Vous évoquez très clairement le yuan plutôt qu’une nouvelle monnaie. La position de la Chine est-elle incontournable au sein du groupe des BRICS, malgré le ralentissement de son économie et la montée en puissance de l’Inde ?
HOLSLAG. “Oui, car la différence entre les économies manufacturières chinoise et indienne reste importante. La Nouvelle banque de développement est une sorte d’offensive internationale de charme de la part des Chinois, mais en réalité, ils prêtent beaucoup plus par l’intermédiaire de leur propre banque d’État. Le portefeuille de cette dernière est plus de dix fois supérieur à celui de la NDB.”
“La Chine reste l’acteur le plus important des BRICS, mais le fait que son économie soit en difficulté affecte également la coopération. La Chine, en tant que marché en expansion pour les exportations des BRICS, s’impose moins comme une évidence. En outre, elle souhaite renforcer son industrie dans de nombreux secteurs, ce qui complique la tâche des autres pays.”
Quarante pays sont candidats à une adhésion aux BRICS. Ils peuvent directement renforcer la NDB dès leur adhésion. Cela permettrait au groupe des BRICS de s’agrandir considérablement.
HOLSLAG. “L’attitude des BRICS à l’égard de l’Occident devient de plus en plus négative. En même temps, on remarque que les pays en développement ont encore quelques réserves à considérer les BRICS comme une alternative. L’Occident reste trop important en termes de commerce, d’investissement et d’aide au développement. Les BRICS sont une promesse, mais ces dernières années, on a pu constater que le changement régulier de pouvoir (qui était très visible dans les années 2000) a cédé la place à un nouvel équilibre dans lequel la part des BRICS, dans l’économie mondiale, augmente plus lentement.
“La position de l’Occident sur la scène internationale s’est affaiblie, mais les États-Unis se sont économiquement et militairement renforcés ces dernières années. Cela ne signifie pas pour autant que les États-Unis peuvent dormir sur leurs deux oreilles maintenant que la croissance des BRICS ralentit, et parce que l’Occident a perdu du terrain. La frustration des BRICS à l’égard de l’Occident ne cesse de croître. Par conséquent, si 40 pays frappent à la porte des BRICS, ils peuvent se développer. Mais il y a une différence entre croître en nombre de pays et disposer d’un pouvoir et d’une influence réels”.
Quel est, selon vous, l’avenir des BRICS dans l’ordre mondial ?
HOLSLAG. “Nous avons vu plus de partenariats se développer entre les pays dans le passé, il y a définitivement une fragmentation de la gouvernance internationale et une détérioration de la coopération internationale. Je m’attends à ce qu’une lutte pour la domination ait lieu dans les 10 à 20 prochaines années.
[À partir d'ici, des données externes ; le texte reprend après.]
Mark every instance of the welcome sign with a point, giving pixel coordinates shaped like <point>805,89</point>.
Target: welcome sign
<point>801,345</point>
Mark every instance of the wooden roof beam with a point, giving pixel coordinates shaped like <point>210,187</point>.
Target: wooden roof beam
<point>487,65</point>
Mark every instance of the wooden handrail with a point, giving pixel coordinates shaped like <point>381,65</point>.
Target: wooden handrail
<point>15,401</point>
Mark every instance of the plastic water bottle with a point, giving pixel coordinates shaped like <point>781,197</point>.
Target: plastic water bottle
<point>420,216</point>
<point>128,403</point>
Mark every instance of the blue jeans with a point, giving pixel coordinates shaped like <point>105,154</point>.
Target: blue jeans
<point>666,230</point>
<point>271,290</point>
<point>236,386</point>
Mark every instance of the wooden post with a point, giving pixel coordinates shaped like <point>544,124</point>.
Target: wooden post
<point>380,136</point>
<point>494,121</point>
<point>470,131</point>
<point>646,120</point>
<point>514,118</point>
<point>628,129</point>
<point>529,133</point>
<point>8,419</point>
Les BRICS en seront certainement un acteur, mais il n’est pas certain que ce groupe en sorte vainqueur. Les États-Unis pourraient tout aussi bien s’imposer dès l’année prochaine, s’ils parviennent à garder leur sang-froid lors des élections présidentielles.
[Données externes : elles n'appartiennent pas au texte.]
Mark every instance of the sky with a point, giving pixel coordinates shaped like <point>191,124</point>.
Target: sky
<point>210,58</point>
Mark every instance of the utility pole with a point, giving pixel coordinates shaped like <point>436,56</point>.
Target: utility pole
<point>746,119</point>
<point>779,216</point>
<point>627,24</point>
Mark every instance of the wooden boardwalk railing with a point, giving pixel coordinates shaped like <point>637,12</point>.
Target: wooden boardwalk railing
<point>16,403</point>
“Pour l’instant, je considère le sommet du Cap comme un symbole, mais sous d’une forme imparfaite. Poutine n’est pas physiquement présent au sommet, mais en raison du mandat d’arrêt international lancé contre lui, il y participe par vidéo interposée. Le fait qu’il demande une présence physique pour cette raison sape le message de puissance que les BRICS veulent transmettre”.